Mężczyzna z Kansas (USA) zabił nienarodzone dziecko, podając swojej dziewczynie upieczonego przez siebie naleśnika, zrobionego z ciasta, do którego dodał pokruszony środek aborcyjny.
30 letni Scott Bolling został zatrzymany przez policję, która potwierdziła morderstwo, dokonane w miejscowości WaKeeney. Proces mężczyny od kilku dni trwa w USA.
Jego dziewczyna, Naomi Abbott poroniła 31 stycznia 2014 r., a w jej krwi lekarze znaleźli ślady ślady mifepristone – środka aborcyjnego.
Podczas konfrontacji, Bollig przyznał się do zakupu przez Internet środka poronnego. Użył go do zabicia nienarodzonego dziecka, zatruwając przy okazji swoją dziewczynę.

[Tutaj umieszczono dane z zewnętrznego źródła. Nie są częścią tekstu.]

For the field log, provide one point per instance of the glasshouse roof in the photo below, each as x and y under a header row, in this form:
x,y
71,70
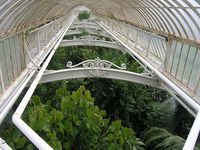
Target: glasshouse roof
x,y
161,36
180,18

Mężczyźnie postawiono zarzut morderstwa dziecka pierwszego stopnia.
Zasadniczą rolę w postawieniu zarzutów odgrywa postawa matki. Towarzyszy temu ogromna niekonsekwencja.
Zabójstwo dziecka dokonane zostało wbrew woli matki – stąd zarzut morderstwa pierwszego stopnia. Gdyby kobieta nie chciała dziecka – czyn mężczyzny zostałby uznany „jedynie” jako zwykła medyczna procedura, za którą nie ma żadnej kary.